CHP Genel Başkan Yardımcısı ve Parti Sözcüsü Selin Sayek Böke, MYK toplantısının ardından yaptığı toplantıda özetle şöyle konuştu: "Referandumdan ’Evet’ sonucu çıkmamış ve bir anaysa değişkliği gerçekleşmemiştir. 16 Nisan’da yapılan referandum yok hükmündedir. Bu açıkça mühürsüz bir seçim olmuştur. Referandumda her aşamasında her türlü hile ve sahtekarlığa başvurulmuştur. Halkın oyları ile elde edilemeyen sonuç, YSK’nın açtığı yollarla ve bu yolda örgütlenen bir diz hile ile elde edilmeye çalışılmıştır. Bu referandum şaibeli, tartışmalı bile değildir. Bu referandum açıkça hukuka aykırıdır. Gayri meşrudur ve geçersizdir. Her türlü baskıya rağmen sandığa gitmiş olan milyonlar, hiçbir hile yapmadan, vicdanları ile oy kullanmış olan milyonlar, hile ile oldu bitdiye getirilerek onların kullandığı bu değerli oylar çalınmıştır.
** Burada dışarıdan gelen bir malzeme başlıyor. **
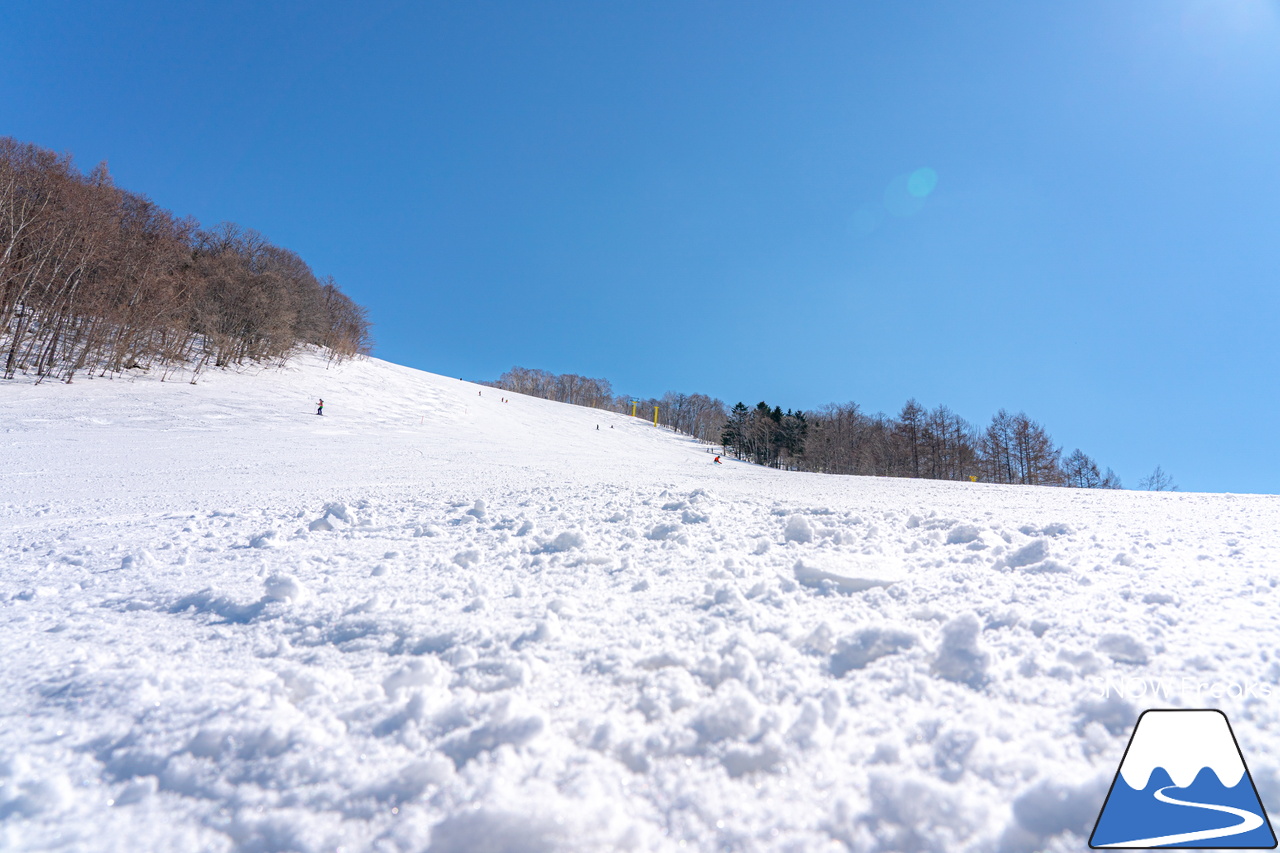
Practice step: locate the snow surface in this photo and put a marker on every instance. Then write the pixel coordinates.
(430, 620)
''BU REFERANDUMUN SONUCUNU TANIMIYORUZ''
''Çalınmış olan milletin iradesidir. İrademiz gasp edilmiştir. Hileyle, alel acele yapılan balkon konuşmalarıyla algı operasyonu yönetilmektedir. İlan edilen bu referandumun sonucunu tanımıyoruz tanımayacağız da...
TEKRAR EDİLMELİ
Bu referandum tekrar edilmelidir. Biz olmayan bir anayasa varmış gibi davranmayacağız. Oldu bittilere boyun eğmeyeceğiz.
MECLİS'TEN ÇEKİLMEK DE ÇALIŞMAYA DEVAM ETMEK DE...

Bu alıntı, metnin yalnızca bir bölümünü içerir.